En résumé, nos réponses ont des conséquences. Mais à la différence des jeux From Software, Lies of P rend ce système très naturel à prendre en main. C’est probablement en reprenant ce conte très populaire de Pinocchio (dont le nez s’allonge quand il ment) qu’il est plus facile de se plonger dans les quêtes de chaque personnage, jusqu’à même motiver un NG+.
Par ailleurs, c’est à travers les nombreux PNJ du jeu que plusieurs thématiques sont abordées. Y sont mentionnées sans surprise celles du mensonge et de la vérité. L’amour y a aussi sa place avec des relations marionnettes/hulmains que l’on peut comparer à celles avec l’IA. L’humanité fait également office de sujet, ainsi que celui de l’ergo : une relecture de Lies of P nous tend à penser qu’il peut être comparé à l’égo, surtout grâce aux affrontements finaux.

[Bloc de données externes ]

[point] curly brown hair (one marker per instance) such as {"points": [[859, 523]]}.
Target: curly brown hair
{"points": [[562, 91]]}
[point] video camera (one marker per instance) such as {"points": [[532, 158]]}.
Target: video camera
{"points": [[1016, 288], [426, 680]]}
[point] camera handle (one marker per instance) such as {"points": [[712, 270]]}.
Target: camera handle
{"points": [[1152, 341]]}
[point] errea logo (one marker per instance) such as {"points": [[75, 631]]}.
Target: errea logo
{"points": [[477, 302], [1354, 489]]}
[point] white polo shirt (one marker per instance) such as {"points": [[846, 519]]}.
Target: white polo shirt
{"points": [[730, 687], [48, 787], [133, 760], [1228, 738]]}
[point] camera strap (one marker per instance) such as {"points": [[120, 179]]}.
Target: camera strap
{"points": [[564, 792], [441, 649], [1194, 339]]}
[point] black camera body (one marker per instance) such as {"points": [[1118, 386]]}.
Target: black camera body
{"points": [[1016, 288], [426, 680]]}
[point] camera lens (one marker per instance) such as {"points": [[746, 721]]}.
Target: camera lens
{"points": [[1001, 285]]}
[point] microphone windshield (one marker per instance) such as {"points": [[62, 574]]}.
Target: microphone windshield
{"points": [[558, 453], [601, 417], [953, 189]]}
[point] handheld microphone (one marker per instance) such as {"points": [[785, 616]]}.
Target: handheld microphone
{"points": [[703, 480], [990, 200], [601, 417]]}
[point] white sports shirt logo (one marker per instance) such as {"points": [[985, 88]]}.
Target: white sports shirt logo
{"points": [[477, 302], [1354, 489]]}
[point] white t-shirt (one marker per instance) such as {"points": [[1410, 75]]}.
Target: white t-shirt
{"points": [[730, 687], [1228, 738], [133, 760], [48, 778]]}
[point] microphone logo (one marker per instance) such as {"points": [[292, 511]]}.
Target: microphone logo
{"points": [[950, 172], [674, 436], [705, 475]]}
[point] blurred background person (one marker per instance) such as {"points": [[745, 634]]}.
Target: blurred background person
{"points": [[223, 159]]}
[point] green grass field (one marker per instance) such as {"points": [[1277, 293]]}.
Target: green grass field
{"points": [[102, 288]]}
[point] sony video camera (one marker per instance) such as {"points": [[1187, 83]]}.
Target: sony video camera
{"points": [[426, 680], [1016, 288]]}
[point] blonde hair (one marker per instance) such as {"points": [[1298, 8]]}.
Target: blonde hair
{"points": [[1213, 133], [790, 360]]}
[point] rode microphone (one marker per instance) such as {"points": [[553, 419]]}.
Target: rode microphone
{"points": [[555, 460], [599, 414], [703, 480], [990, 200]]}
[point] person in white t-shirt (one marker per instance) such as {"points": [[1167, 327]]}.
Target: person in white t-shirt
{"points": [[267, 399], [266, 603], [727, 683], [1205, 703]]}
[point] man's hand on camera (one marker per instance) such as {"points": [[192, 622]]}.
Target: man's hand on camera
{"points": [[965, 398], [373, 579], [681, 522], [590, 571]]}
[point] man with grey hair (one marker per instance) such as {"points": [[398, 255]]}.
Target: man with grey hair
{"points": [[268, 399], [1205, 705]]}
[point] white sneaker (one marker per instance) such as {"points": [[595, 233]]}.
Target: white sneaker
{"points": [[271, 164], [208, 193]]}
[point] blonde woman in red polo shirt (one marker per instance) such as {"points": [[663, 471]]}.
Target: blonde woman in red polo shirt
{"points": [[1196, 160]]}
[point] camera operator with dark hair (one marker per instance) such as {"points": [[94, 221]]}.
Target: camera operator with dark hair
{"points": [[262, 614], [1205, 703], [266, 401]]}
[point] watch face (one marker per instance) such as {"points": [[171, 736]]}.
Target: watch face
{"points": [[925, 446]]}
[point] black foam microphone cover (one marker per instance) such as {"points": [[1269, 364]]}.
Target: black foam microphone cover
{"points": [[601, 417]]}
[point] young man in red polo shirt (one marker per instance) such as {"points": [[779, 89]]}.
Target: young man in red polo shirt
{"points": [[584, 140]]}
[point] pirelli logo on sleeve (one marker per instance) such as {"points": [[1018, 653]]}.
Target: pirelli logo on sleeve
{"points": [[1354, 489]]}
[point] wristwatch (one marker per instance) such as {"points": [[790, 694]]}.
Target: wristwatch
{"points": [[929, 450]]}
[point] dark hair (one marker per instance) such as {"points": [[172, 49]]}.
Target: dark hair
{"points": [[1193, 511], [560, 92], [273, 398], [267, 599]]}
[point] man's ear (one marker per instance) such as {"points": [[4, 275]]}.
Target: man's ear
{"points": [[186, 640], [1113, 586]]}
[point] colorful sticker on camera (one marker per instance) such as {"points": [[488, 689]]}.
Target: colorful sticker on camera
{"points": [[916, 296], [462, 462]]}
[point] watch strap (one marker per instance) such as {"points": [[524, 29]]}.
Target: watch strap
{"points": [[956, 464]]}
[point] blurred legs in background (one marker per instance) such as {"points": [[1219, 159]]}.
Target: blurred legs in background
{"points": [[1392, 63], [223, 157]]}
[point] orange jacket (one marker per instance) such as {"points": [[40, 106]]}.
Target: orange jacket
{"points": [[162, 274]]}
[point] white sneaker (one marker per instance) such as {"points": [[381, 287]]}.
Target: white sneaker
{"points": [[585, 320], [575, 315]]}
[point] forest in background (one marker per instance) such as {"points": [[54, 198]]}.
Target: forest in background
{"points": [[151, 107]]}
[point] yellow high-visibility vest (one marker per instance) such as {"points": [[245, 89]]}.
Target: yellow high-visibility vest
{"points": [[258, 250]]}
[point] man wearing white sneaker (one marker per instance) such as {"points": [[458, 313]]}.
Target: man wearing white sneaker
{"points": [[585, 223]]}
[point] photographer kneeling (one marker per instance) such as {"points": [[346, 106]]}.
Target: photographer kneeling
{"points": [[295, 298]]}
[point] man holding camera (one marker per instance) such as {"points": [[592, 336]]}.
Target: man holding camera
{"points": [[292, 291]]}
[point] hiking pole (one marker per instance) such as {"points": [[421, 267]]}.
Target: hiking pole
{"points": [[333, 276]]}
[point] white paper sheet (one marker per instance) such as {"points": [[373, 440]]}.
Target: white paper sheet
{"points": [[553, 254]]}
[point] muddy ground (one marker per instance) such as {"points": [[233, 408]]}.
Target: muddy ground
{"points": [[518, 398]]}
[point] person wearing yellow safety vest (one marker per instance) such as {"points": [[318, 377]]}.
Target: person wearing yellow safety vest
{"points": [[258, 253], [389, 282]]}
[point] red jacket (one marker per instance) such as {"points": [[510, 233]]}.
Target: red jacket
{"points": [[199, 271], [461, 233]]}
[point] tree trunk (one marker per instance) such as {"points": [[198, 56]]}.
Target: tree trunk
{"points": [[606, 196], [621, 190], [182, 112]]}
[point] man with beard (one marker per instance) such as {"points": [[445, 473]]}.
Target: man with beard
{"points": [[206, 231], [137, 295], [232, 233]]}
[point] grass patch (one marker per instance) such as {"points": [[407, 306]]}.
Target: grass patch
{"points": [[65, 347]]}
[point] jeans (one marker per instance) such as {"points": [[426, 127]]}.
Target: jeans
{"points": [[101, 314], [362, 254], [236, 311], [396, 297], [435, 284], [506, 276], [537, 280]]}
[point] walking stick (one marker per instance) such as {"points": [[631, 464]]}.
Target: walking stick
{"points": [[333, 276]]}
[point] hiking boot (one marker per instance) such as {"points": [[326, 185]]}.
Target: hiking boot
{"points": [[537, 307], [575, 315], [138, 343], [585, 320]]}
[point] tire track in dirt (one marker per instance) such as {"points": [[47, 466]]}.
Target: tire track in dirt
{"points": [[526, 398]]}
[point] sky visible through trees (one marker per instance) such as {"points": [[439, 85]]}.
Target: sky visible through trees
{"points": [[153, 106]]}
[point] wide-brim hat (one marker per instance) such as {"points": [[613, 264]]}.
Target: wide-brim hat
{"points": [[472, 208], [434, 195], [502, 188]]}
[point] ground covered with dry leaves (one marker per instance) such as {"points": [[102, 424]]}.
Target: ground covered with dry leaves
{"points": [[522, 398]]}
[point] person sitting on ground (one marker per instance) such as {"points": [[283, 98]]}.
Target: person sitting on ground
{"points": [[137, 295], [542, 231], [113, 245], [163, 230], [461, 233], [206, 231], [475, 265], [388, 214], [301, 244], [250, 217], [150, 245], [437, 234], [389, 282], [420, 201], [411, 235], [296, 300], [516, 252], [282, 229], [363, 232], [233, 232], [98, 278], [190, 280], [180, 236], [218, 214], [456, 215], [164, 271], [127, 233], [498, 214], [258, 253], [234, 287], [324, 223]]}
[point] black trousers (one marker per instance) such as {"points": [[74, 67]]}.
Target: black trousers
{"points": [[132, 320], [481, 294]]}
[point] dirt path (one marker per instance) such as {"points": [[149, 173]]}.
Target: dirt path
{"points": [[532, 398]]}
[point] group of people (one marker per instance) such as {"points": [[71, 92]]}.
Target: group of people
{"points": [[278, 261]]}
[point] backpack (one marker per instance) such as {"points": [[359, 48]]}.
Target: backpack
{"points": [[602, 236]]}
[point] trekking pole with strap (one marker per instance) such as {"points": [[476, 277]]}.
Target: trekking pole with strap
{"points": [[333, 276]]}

Le NG+ de Lies of P, c'est quoi ?
À la fin de votre aventure, le jeu vous propose d'effacer votre partie actuelle pour en recommencer une nouvelle. Une opportunité de voir comment le monde qui vous entoure réagit avec un comportement différent. Vous conservez alors vos points de statisques, votre arsenal, les points de talents liés au quartz... Seuls les objets à collectionner devront être à nouveau récupérés.
Conclusion
Points forts
- Des combats de boss nerveux et exigeants super satisfaisants à termier
- On doit sans cesse réfléchir à de nouvelles façons d'aborder les boss
- Un doublage d'excellente facture
- Des choix qui ont des conséquences faciles à comprendre
- Une structure qui fait illusion sur sa linéarité
- Une réécriture du conte de Pinocchio très intéressante
- Une personnalisation riche, adaptée de façon intelligente à Pinocchio
Points faibles
- Pas d'effet "WAOW" dans l'exploration
- Une caméra parfois aux fraises
- Une courbe de progression pas linéaire
- Bestiaire assez léger
Note de la rédaction
Pour conclure ce test de Lies of P, le constat est simple. On en parlait même dès ses premièrs lignes : lorsque l'on joue à Lies of P, on a souvent le sentiment de jouer à un jeu FromSoftware. De quoi souligner les qualités des jeux tout en exacerbant ses défauts. Ils sont peu nombreux et minimes mais démontrent quand même FromSoftware reste un cran au-dessus et surtout le maître incontesté en la matière. Toutefois, Neowiz et Round8 livre une excellente copie. On retient les combats de boss nerveux et joussifs, une réflexion permanente de son build ainsi que les multiples choix de personnalisaton possible. Par ailleurs, cette réécriture du conte de Pinocchio montre facilement et de manière accessible comment nos choix et nos réponses peuvent avoir des conséquences sur le monde qui nous entoure. Avec Lies of P, Pinocchio n’est donc plus un pantin de bois rêvant d’être un jeune garçon puisqu’il est clairement dans la cour des grands.